Peter K. Fritschel is currently Chief Detector Scientist for LIGO - the Laser Interferometric Gravitational-wave Observatory. His research has focused on the design and development of ground-based gravitational-wave detectors, using extraordinarily sensitive, multi-kilometer baseline interferometers. He is a recipient of the 2016 Special Breakthrough Prize in Fundamental Physics awarded to the LIGO Collaboration and the 2022 Richard A. Isaacson Award in Gravitational-Wave Science.

Erotokritos C. Katsavounidis
Principal Investigator of MIT Kavli Institute for Astrophysics and Space Research

Erotokritos C. Katsavounidis is an astrophysicist and a Principal Investigator at MIT's Kavli Institute for Astrophysics and Space Research. He has worked in the searches for gravitational-wave transients with LIGO and the international network of interferometric detectors, including Virgo and KAGRA as well as in understanding noise sources in these detectors that may limit their sensitivity. He has also contributed in connecting gravitational-wave observations with ones in the electromagnetic spectrum as well as in neutrinos. As a LIGO contributor, he is a recipient of the 2016 Special Breakthrough Prize in Fundamental Physics awarded to the LIGO Collaboration.

Hideyuki Tagoshi
Professor of Institute for Cosmic Ray Research, UTokyo

Hideyuki Tagoshi 's research interests include astrophysics and general relativity with a focus on gravitational waves. He is participating LIGO-Virgo-KAGRA international collaboration as a leader of the data analysis team of KAGRA. He aims to detect gravitational wave signals by analyzing the data taken by KAGRA together with LIGO-Virgo data, and to contribute to the further development of gravitational wave astronomy.

What kind of projects will be focused?

【February 12, 2022】Symposium “Exploring the Universe with Multi-Messengers”

Cherenkov Telescope Array (CTA)

During the past few years, Very High Energy (VHE) gamma ray astronomy has made spectacular progress and has established itself as a vital branch of astrophysics.
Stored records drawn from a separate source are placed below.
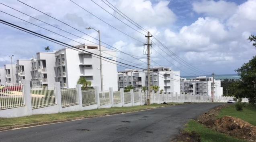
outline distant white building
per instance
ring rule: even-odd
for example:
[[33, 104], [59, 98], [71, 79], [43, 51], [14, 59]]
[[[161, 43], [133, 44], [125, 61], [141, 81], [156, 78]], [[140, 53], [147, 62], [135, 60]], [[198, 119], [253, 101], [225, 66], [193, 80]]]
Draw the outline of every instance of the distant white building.
[[4, 65], [5, 70], [5, 80], [6, 83], [16, 83], [16, 65], [15, 64], [6, 64]]
[[0, 68], [0, 84], [6, 83], [4, 68]]
[[129, 85], [134, 87], [136, 90], [141, 89], [146, 85], [146, 74], [145, 72], [137, 70], [129, 70], [118, 72], [118, 89], [125, 88]]
[[[76, 47], [99, 55], [98, 46], [85, 44]], [[115, 51], [106, 50], [101, 46], [102, 56], [116, 60]], [[85, 51], [65, 48], [55, 52], [55, 80], [61, 83], [61, 88], [74, 88], [80, 77], [85, 77], [91, 82], [91, 86], [98, 86], [101, 90], [100, 59], [98, 56]], [[116, 62], [102, 58], [103, 90], [113, 87], [117, 90], [117, 80]], [[113, 62], [111, 63], [105, 61]]]
[[[186, 79], [180, 78], [180, 92], [199, 95], [211, 96], [213, 77], [199, 76], [195, 78]], [[214, 79], [214, 96], [221, 96], [223, 94], [221, 87], [221, 80]]]
[[31, 59], [32, 86], [53, 85], [55, 66], [53, 52], [39, 52]]
[[[179, 93], [179, 71], [170, 70], [168, 68], [162, 67], [151, 68], [150, 70], [151, 86], [158, 86], [160, 90], [162, 89], [165, 92]], [[131, 85], [134, 90], [138, 90], [147, 84], [146, 70], [126, 70], [119, 72], [118, 76], [119, 89]]]
[[19, 59], [17, 60], [16, 74], [17, 83], [20, 83], [23, 79], [31, 80], [31, 66], [30, 60]]

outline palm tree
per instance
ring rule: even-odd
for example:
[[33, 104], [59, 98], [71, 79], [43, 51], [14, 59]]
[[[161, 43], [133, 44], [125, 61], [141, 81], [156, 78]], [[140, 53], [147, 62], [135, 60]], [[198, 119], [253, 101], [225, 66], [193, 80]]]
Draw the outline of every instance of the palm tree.
[[49, 50], [50, 48], [49, 47], [49, 46], [47, 46], [47, 47], [45, 47], [45, 50], [47, 51], [47, 52], [49, 51]]
[[78, 84], [81, 84], [82, 88], [85, 90], [87, 89], [88, 86], [90, 86], [92, 84], [92, 82], [86, 80], [86, 79], [84, 76], [80, 77], [77, 83]]

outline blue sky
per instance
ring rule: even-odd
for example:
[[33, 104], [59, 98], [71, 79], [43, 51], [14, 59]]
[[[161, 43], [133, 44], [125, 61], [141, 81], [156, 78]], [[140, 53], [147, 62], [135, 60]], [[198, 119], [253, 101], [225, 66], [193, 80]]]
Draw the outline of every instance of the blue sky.
[[[84, 29], [86, 27], [93, 26], [100, 29], [103, 41], [128, 53], [145, 57], [142, 54], [143, 47], [141, 43], [109, 27], [69, 0], [21, 1], [95, 38], [98, 36], [96, 32]], [[143, 35], [118, 21], [92, 1], [88, 0], [86, 3], [83, 0], [74, 1], [115, 27], [140, 41], [145, 42], [146, 39]], [[215, 72], [217, 74], [234, 73], [235, 69], [248, 62], [256, 53], [255, 49], [246, 40], [249, 35], [256, 32], [256, 0], [108, 1], [157, 37], [169, 50], [180, 58], [197, 68], [205, 72]], [[94, 1], [118, 16], [124, 22], [130, 24], [101, 0]], [[3, 0], [1, 2], [83, 38], [97, 42], [92, 38], [31, 9], [17, 1]], [[74, 40], [86, 44], [89, 43], [33, 20], [2, 4], [0, 4], [0, 9]], [[0, 12], [0, 15], [3, 20], [72, 45], [78, 44], [2, 12]], [[37, 52], [43, 51], [45, 47], [50, 46], [51, 51], [63, 48], [2, 24], [0, 24], [0, 67], [10, 63], [10, 60], [8, 57], [9, 55], [14, 55], [14, 60], [29, 59]], [[157, 42], [156, 40], [154, 41]], [[156, 45], [153, 44], [153, 48], [168, 60], [166, 61], [153, 50], [152, 59], [159, 64], [153, 62], [154, 66], [160, 65], [174, 70], [180, 70], [182, 76], [203, 74], [193, 70], [191, 68], [186, 67], [180, 61], [177, 62], [174, 60], [166, 54], [170, 55], [170, 53], [166, 50], [163, 52]], [[120, 53], [117, 53], [117, 55], [120, 58], [141, 64], [145, 68], [146, 65], [141, 61]], [[176, 59], [176, 57], [172, 57]], [[145, 61], [144, 58], [140, 59]], [[125, 62], [121, 60], [119, 61]], [[125, 69], [118, 66], [118, 70]]]

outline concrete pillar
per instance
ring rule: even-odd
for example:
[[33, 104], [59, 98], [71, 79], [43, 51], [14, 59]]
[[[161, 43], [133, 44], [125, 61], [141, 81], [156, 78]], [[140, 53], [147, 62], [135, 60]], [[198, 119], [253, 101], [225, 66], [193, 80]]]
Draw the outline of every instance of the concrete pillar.
[[175, 92], [175, 95], [176, 95], [176, 102], [178, 102], [178, 93]]
[[83, 108], [83, 98], [82, 96], [82, 85], [81, 84], [76, 85], [76, 88], [77, 89], [77, 95], [78, 96], [78, 104], [80, 108], [80, 111]]
[[140, 105], [142, 105], [142, 102], [141, 101], [142, 101], [142, 98], [141, 95], [141, 89], [139, 89], [139, 101], [140, 102]]
[[97, 108], [100, 108], [100, 90], [98, 86], [94, 87], [95, 89], [95, 98], [96, 98], [96, 102], [97, 102]]
[[30, 82], [29, 80], [22, 80], [21, 83], [24, 84], [24, 101], [27, 107], [28, 116], [32, 115], [32, 104], [30, 94]]
[[120, 88], [120, 93], [121, 93], [121, 98], [122, 98], [122, 106], [125, 106], [125, 97], [124, 96], [123, 88]]
[[131, 104], [133, 106], [134, 106], [134, 95], [133, 94], [133, 89], [131, 89], [130, 90], [130, 93], [131, 93]]
[[62, 112], [62, 104], [61, 103], [61, 94], [60, 92], [60, 83], [59, 82], [54, 82], [54, 85], [56, 88], [55, 98], [59, 108], [59, 112], [61, 113]]
[[110, 102], [111, 102], [111, 107], [114, 106], [114, 92], [113, 92], [113, 88], [109, 87], [109, 98], [110, 99]]

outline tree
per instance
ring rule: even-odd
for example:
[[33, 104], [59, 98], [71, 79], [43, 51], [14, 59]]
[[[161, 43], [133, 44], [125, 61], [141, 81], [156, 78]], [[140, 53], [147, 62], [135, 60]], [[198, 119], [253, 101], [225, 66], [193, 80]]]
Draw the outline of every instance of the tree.
[[150, 86], [150, 89], [155, 91], [155, 93], [156, 93], [158, 90], [159, 88], [159, 86]]
[[46, 47], [45, 47], [45, 50], [47, 51], [47, 52], [48, 52], [49, 50], [50, 50], [50, 48], [49, 46], [47, 46]]
[[250, 40], [250, 42], [253, 42], [252, 46], [256, 47], [256, 36], [251, 35], [251, 36], [249, 36], [249, 38], [247, 39]]
[[256, 104], [256, 56], [235, 71], [241, 76], [241, 81], [236, 86], [240, 98], [247, 98], [249, 103]]
[[83, 90], [87, 89], [88, 86], [90, 86], [92, 84], [92, 82], [86, 80], [86, 79], [84, 76], [80, 77], [77, 83], [78, 84], [82, 85]]

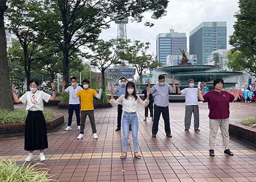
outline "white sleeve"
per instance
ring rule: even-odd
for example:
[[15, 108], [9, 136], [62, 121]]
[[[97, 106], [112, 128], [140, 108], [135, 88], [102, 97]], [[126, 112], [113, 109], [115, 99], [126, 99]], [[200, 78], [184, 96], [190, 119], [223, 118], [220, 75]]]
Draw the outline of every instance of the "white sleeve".
[[21, 100], [22, 104], [25, 104], [27, 102], [27, 92], [22, 95], [22, 96], [19, 99]]
[[70, 89], [70, 86], [68, 86], [68, 88], [65, 89], [65, 91], [67, 93], [69, 93], [69, 92]]
[[49, 99], [50, 99], [51, 96], [45, 92], [43, 92], [43, 100], [46, 102], [48, 102]]

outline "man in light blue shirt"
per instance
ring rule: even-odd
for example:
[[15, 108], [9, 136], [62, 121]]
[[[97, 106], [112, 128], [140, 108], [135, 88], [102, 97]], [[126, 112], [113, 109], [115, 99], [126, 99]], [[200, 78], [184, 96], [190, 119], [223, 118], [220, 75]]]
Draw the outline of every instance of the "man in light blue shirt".
[[[118, 94], [118, 97], [122, 95], [125, 95], [125, 86], [127, 80], [125, 77], [121, 78], [121, 86], [117, 87], [114, 92], [114, 94]], [[123, 113], [123, 106], [122, 104], [118, 104], [117, 106], [117, 127], [116, 131], [117, 131], [121, 130], [121, 122], [122, 120], [122, 114]]]
[[165, 121], [165, 130], [166, 136], [171, 138], [169, 114], [169, 92], [176, 93], [175, 81], [172, 80], [172, 87], [165, 83], [165, 78], [163, 75], [158, 76], [159, 84], [155, 84], [150, 89], [150, 93], [154, 94], [154, 121], [152, 127], [152, 137], [155, 138], [158, 131], [158, 124], [160, 116], [162, 116]]

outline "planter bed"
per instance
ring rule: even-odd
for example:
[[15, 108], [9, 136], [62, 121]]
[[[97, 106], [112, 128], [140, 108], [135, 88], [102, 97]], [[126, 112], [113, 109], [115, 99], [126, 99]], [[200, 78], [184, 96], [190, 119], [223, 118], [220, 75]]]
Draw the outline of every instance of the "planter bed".
[[[64, 122], [64, 116], [59, 116], [46, 122], [47, 131], [51, 131]], [[25, 132], [25, 123], [0, 125], [0, 138], [22, 135]]]

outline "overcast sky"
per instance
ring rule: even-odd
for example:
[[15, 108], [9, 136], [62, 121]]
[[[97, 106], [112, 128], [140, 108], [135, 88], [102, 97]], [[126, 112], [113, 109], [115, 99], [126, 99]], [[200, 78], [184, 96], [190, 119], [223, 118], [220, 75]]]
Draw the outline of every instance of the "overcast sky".
[[[153, 27], [144, 26], [144, 22], [138, 23], [129, 20], [127, 25], [128, 38], [139, 40], [151, 43], [150, 53], [155, 54], [157, 34], [167, 33], [172, 26], [175, 31], [187, 34], [187, 47], [189, 32], [203, 21], [226, 21], [228, 49], [229, 36], [234, 31], [235, 21], [234, 15], [238, 10], [238, 0], [170, 0], [167, 15], [159, 20], [150, 18], [150, 14], [145, 14], [144, 22], [150, 20], [155, 24]], [[101, 38], [105, 40], [115, 38], [117, 26], [111, 24], [111, 28], [103, 30]]]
To advance this field even further, Cherenkov Telescope Array (CTA), the next generation VHE gamma ray observatory, was proposed in the framework of a worldwide, international collaboration.

【February 12, 2022】Symposium “Exploring the Universe with Multi-Messengers”

Telescope Array Experiment (TA)

The Telescope Array (TA) was built in Utah, USA to study the origin and nature of Ultra-High Energy Cosmic Rays (UHECRs). The project has been operated by the international collaboration of researchers from Japan, USA, Korea, Russia, Belgium and Czech. In 2019, construction of the TA extension (TAx4), which will quadruple the TA effective area started.

【February 12, 2022】Symposium “Exploring the Universe with Multi-Messengers”

Tibet ASγ Experiment

In collaboration with China, an air shower observation array is built at Yangbajing in Tibet, China to observe high-energy cosmic rays. Underground muon detectors added to the site worked successfully in detecting gamma rays over 100 TeV which revealed the existence of yet-unknown cosmic ray accelerator (PeVatron) in our galaxy.

【February 12, 2022】Symposium “Exploring the Universe with Multi-Messengers”

Gravitational Wave Telescope, KAGRA

The Large-scale Cryogenic Gravitational wave Telescope, KAGRA, was completed its construction in 2019 and started gravitational wave observation in February 2020. KAGRA is collaborating with GW detection projects, such as advanced-LIGO (USA), advance-VIRGO (Italy-France-Netherland), GEO (UK-Germany) to explore the gravitational wave astronomy and multi-messenger astronomy with other astronomical observation channels.